How do I display unicode value stored in a string variable using ord()

W

wxjmfauth

Sorry guys, I'm not stupid (I think). I can open IDLE with
Py 3.2 ou Py 3.3 and compare strings manipulations. Py 3.3 is
always slower. Period.

Now, the reason. I think it is due the "flexible represention".

Deeper reason. The "boss" do not wish to hear from a (pure)
ucs-4/utf-32 "engine" (this has been discussed I do not know
how many times).

jmf
 
W

wxjmfauth

Sorry guys, I'm not stupid (I think). I can open IDLE with
Py 3.2 ou Py 3.3 and compare strings manipulations. Py 3.3 is
always slower. Period.

Now, the reason. I think it is due the "flexible represention".

Deeper reason. The "boss" do not wish to hear from a (pure)
ucs-4/utf-32 "engine" (this has been discussed I do not know
how many times).

jmf
 
C

Chris Angelico

Sorry guys, I'm not stupid (I think).

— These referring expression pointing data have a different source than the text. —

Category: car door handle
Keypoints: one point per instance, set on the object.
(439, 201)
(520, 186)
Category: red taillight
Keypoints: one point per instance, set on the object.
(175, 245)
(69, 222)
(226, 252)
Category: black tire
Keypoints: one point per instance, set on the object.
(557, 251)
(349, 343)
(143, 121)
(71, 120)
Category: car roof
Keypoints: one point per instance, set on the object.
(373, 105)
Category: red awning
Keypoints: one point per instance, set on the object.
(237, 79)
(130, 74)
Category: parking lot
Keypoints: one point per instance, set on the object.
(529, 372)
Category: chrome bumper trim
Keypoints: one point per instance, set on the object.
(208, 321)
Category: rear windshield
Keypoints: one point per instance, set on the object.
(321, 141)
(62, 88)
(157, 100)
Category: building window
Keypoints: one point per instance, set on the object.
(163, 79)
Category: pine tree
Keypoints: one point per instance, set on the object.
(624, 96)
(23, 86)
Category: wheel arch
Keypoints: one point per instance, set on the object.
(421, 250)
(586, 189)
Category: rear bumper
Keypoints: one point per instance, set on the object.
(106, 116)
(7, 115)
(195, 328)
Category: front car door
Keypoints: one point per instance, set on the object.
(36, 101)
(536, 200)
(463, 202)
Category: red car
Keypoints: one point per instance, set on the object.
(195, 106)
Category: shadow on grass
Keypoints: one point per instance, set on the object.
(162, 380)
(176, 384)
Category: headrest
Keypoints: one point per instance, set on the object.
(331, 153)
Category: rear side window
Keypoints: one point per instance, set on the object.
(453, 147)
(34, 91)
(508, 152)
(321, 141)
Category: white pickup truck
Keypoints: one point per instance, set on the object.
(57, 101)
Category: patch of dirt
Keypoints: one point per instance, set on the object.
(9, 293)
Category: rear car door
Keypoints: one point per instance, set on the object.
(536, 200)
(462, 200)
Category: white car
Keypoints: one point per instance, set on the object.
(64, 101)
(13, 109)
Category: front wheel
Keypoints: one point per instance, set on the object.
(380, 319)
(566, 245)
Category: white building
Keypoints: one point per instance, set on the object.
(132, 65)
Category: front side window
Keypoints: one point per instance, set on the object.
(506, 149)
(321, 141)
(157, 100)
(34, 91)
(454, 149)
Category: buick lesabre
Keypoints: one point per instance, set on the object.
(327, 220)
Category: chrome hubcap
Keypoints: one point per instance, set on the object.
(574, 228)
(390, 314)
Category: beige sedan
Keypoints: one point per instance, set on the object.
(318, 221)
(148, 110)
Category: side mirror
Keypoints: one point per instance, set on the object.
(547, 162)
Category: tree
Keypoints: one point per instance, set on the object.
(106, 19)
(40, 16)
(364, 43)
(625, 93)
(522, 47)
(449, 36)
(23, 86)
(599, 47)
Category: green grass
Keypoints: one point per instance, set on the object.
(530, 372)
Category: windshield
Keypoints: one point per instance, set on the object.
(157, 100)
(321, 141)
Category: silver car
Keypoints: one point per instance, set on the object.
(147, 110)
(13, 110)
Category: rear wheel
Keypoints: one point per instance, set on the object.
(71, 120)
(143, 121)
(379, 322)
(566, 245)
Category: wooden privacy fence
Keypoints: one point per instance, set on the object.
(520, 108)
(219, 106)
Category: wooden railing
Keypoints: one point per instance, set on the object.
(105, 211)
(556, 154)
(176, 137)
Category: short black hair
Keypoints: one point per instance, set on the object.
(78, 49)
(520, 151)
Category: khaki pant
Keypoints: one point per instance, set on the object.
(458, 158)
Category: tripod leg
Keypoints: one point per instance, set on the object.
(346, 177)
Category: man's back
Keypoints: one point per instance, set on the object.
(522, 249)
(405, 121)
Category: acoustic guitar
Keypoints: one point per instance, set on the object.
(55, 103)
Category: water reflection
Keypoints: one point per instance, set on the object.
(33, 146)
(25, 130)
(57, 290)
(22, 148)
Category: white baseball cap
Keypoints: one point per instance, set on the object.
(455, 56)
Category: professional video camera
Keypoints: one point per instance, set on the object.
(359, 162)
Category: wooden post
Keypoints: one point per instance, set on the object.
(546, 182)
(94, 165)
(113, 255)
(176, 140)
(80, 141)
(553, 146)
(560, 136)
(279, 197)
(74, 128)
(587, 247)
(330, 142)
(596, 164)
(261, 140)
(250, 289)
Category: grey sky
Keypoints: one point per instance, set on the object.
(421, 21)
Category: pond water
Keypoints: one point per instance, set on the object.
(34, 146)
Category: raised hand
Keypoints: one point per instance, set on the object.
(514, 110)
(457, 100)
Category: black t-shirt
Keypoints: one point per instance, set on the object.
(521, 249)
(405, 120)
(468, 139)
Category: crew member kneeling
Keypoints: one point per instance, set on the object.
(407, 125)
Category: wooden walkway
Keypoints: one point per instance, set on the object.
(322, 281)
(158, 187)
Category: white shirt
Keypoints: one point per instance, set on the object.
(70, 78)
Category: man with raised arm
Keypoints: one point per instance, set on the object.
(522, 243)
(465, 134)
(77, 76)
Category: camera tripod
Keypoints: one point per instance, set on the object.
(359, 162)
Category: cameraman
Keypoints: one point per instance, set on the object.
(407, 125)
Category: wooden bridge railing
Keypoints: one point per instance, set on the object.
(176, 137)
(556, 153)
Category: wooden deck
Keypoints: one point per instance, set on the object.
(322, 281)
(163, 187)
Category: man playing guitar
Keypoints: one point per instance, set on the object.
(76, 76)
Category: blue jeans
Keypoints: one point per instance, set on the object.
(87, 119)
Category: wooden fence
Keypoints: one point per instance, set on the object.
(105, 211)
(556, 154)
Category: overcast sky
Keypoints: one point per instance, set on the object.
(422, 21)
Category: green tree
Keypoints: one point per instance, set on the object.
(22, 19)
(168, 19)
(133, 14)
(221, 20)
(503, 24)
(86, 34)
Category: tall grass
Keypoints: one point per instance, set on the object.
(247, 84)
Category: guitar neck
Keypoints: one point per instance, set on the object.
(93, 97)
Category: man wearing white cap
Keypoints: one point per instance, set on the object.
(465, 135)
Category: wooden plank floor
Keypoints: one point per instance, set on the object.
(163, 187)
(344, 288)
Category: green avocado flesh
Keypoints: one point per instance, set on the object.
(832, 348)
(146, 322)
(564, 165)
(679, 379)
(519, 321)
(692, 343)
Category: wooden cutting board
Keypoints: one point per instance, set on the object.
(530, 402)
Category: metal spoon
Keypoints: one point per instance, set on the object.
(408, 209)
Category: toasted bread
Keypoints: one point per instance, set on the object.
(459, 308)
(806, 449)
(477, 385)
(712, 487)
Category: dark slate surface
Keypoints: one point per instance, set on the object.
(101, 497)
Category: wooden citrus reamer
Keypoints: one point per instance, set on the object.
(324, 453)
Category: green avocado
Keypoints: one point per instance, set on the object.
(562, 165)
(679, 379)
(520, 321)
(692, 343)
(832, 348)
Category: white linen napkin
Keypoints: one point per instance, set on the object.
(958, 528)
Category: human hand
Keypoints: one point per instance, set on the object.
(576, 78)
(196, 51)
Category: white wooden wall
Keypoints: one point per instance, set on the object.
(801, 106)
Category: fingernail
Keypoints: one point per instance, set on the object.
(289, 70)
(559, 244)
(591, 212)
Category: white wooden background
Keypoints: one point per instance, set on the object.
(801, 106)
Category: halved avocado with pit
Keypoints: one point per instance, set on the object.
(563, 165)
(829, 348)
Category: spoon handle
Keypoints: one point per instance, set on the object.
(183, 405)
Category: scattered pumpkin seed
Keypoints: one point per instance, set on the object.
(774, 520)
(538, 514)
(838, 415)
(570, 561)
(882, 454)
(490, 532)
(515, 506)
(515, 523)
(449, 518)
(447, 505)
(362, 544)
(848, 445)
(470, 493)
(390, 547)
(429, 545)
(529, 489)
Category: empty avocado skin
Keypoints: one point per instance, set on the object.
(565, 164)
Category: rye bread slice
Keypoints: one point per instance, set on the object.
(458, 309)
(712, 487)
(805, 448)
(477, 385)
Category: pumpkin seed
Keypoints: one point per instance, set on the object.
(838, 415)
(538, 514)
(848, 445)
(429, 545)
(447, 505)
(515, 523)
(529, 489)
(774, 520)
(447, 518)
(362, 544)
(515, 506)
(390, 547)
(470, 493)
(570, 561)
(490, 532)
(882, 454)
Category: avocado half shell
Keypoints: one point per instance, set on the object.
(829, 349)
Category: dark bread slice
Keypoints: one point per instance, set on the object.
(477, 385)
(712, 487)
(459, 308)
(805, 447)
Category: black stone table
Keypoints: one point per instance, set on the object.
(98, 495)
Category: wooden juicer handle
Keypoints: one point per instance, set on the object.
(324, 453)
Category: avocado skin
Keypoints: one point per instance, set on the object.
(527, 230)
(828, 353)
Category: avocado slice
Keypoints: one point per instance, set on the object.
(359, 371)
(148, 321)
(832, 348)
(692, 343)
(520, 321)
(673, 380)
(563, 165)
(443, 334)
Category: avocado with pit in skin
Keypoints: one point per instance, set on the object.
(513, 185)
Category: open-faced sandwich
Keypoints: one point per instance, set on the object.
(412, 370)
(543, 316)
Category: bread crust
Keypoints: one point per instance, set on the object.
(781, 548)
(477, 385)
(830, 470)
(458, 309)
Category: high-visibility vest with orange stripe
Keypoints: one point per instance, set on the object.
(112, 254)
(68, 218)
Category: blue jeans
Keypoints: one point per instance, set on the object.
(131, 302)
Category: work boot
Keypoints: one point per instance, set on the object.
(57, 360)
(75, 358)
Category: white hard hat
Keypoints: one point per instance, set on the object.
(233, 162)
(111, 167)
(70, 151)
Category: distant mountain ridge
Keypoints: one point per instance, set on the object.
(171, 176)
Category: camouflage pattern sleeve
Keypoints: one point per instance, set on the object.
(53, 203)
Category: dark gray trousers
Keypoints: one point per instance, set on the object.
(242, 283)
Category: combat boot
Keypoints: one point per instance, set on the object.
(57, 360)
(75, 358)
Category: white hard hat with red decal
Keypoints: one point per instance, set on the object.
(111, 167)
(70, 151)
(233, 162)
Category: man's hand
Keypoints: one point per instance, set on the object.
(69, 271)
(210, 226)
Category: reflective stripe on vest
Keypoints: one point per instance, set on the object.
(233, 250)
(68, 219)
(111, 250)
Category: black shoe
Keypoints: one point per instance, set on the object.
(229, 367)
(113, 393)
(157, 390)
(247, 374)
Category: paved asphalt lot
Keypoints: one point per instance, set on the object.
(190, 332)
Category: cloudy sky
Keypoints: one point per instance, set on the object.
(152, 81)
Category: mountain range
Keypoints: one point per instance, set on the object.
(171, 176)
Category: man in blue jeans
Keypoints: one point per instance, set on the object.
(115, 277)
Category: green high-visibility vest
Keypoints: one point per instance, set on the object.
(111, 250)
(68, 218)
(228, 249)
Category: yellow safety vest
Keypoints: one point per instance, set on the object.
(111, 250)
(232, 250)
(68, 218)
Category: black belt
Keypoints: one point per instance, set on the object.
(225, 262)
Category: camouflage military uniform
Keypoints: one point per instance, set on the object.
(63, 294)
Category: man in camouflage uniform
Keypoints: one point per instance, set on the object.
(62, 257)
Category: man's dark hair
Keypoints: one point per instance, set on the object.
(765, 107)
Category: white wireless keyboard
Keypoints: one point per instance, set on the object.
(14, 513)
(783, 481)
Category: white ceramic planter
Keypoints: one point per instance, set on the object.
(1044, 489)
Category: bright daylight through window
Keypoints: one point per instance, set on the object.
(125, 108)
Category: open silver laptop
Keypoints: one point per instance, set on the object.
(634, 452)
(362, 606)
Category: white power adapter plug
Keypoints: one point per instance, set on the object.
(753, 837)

I can open IDLE with
Py 3.2 ou Py 3.3 and compare strings manipulations. Py 3.3 is
always slower. Period.

Ah, but what about all those other operations that use strings under
the covers? As mentioned, namespace lookups do, among other things.
And how is performance in the (very real) case where a C routine wants
to return a value to Python as a string, where the data is currently
guaranteed to be ASCII (previously using PyUnicode_FromString, now
able to use PyUnicode_FromKindAndData)? Again, I'm sure this has been
gone into in great detail before the PEP was accepted (am I
negative-bikeshedding here? "atomic reactoring"???), and I'm sure that
the gains outweigh the costs.

ChrisA
 
M

Mark Lawrence

Sorry guys, I'm not stupid (I think). I can open IDLE with
Py 3.2 ou Py 3.3 and compare strings manipulations. Py 3.3 is
always slower. Period.

Proof that is acceptable to everybody please, not just yourself.
 
S

Steven D'Aprano

Le samedi 18 août 2012 14:27:23 UTC+2, Steven D'Aprano a écrit :
[...]
The problem with UCS-4 is that every character requires four bytes.
[...]

I'm aware of this (and all the blah blah blah you are explaining). This
always the same song. Memory.

Exactly. The reason it is always the same song is because it is an
important song.

Let me ask. Is Python an 'american" product for us-users or is it a tool
for everybody [*]?

It is a product for everyone, which is exactly why PEP 393 is so
important. PEP 393 means that users who have only a few non-BMP
characters don't have to pay the cost of UCS-4 for every single string in
their application, only for the ones that actually require it. PEP 393
means that using Unicode strings is now cheaper for everybody.

You seem to be arguing that the way forward is not to make Unicode
cheaper for everyone, but to make ASCII strings more expensive so that
everyone suffers equally. I reject that idea.

Is there any reason why non ascii users are somehow penalized compared
to ascii users?

Of course there is a reason.

If you want to represent 1114111 different characters in a string, as
Unicode supports, you can't use a single byte per character, or even two
bytes. That is a fact of basic mathematics. Supporting 1114111 characters
must be more expensive than supporting 128 of them.

But why should you carry the cost of 4-bytes per character just because
someday you *might* need a non-BMP character?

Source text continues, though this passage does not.